Box 1: Relationships between genes
- Homology: genes that share a common origin.
- Analogy: non-homologous genes that perform the same function as a result of convergent evolution.
- Orthology: genes arising by speciation at their most recent point of origin.
- Paralogy: genes arising by duplication at their most recent point of origin.
- Xenology: genes arising by HGT from another organism.
- In-/Out-paralogy: paralogous genes arising from lineage-specific duplication(s) after/before a given speciation event.
- Co-orthology: in-paralogous genes that are collectively, but not individually, orthologous to genes in other lineages (due to their common origin by speciation).
- Orthologous group: collection of all descendants of an ancestral gene that diverged from (after) a given speciation event.
Orthologs tend to retain similar molecular and biological functions [9
]. In contrast, paralogs tend to diverge over time to perform different functions via subfunctionalization or neofunctionalization routes [10
]. However, functional conservation among orthologs should be inferred with caution because some orthologous genes can diverge functionally even among closely related organisms [12
]. The reverse is also true: isofunctional genes are not necessarily related by orthology [13
Orthology has been originally defined for pairwise relationships between characters [6
], but in practice it is sets of orthologs from multiple species rather than individual orthologous pairs that are most often used to study the evolution of gene families and the organisms they reside in. Genes have different types of homologous relationships to different other genes—in a textbook example, human myoglobin is orthologous to mouse myoglobin, but paralogous to both mouse and human hemoglobins. More generally, as shown for the example in , gene 1α in species C and gene 1 in A are orthologous because they are related by speciation at their point of origin in the last common ancestor at the base of the tree, and gene 1 in species A and gene 1β in C are similarly orthologous, whereas genes 1α and 1β in C are not orthologous, but rather paralogous as they are related at their most recent point of origin by a duplication event.

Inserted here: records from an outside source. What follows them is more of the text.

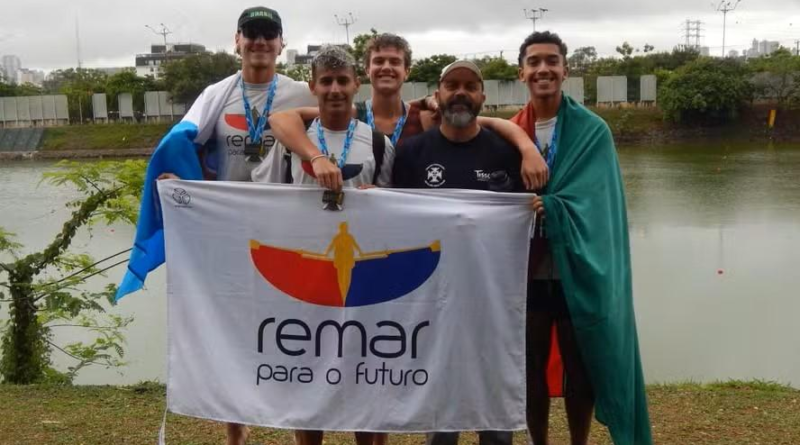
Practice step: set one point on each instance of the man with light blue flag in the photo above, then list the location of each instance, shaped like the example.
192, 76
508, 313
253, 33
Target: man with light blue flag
224, 136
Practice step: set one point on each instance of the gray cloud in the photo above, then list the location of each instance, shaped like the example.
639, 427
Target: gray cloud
42, 32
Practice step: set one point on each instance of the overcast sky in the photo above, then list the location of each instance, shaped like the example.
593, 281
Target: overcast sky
42, 32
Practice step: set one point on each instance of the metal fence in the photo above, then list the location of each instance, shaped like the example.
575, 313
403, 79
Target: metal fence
33, 111
158, 106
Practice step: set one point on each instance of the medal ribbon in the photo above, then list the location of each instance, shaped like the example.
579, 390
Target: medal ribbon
255, 131
549, 152
398, 128
348, 141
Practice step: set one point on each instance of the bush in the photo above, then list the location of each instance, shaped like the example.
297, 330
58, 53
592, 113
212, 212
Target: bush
706, 91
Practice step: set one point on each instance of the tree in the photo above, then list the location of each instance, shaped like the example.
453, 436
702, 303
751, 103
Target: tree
185, 79
706, 91
581, 59
429, 69
778, 77
359, 52
45, 290
497, 68
300, 73
128, 82
625, 50
78, 85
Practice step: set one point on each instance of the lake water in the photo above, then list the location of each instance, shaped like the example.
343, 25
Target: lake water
715, 238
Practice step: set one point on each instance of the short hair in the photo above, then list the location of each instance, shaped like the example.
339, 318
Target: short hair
388, 40
332, 57
542, 37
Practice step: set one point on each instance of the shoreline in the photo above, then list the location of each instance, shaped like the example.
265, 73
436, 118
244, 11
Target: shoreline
75, 154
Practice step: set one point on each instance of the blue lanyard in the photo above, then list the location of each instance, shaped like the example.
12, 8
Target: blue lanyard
398, 128
256, 131
348, 141
549, 152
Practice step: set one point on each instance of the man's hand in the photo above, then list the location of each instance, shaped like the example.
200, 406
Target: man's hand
328, 175
538, 206
535, 173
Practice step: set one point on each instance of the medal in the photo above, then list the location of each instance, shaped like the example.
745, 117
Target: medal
548, 151
332, 200
335, 200
255, 150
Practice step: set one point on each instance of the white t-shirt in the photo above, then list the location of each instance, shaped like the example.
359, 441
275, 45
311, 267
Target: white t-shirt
360, 164
231, 131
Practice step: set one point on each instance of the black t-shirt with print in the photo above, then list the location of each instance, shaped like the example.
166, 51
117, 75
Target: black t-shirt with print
430, 160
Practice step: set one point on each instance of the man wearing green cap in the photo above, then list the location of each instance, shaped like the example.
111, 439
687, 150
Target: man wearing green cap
226, 133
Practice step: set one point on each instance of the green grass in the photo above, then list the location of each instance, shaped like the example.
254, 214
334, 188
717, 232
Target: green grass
722, 413
101, 137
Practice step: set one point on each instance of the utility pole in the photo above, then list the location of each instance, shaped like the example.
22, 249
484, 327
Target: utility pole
163, 32
534, 14
346, 22
78, 41
725, 6
693, 31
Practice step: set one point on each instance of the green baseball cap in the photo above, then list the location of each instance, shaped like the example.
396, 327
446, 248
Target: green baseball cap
257, 13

Large-scale demarcation of orthologous and paralogous genes using pre-defined sets of probable orthologs is important for pinpointing key events in evolution and the associated shifts in molecular functions. For example, this approach has been employed to delineate the set of ancestral duplications in eukaryotes which showed significant excess of duplications among certain functional classes of genes [16
Orthology, co-orthology and paralogy relationships in the evolution of four genes that arose from a single common ancestor.
Identification of genome-wide sets of orthologous and paralogous genes for distantly related organisms is a daunting task, because of the complexity of the routes of gene evolution that often involves horizontal gene transfer, lineage-specific gene loss, gene fusion and fission, and other events that complicate evolutionary scenarios. At a time when the number of available complete genomes grows rapidly, it is also an important and increasingly urgent problem as reflected in the recent launch of the ‘Quest for orthologs’ initiative aiming at comparison and benchmarking of various existing methods for orthology detection [17
]. In this review we touch only briefly on developing proper definitions of orthology, paralogy and other concepts and terms relevant to the evolutionary history of homologous genes, as well as applications of orthology detection methods, in order to concentrate on the computational approaches for detection of orthologous genes in genome sequences.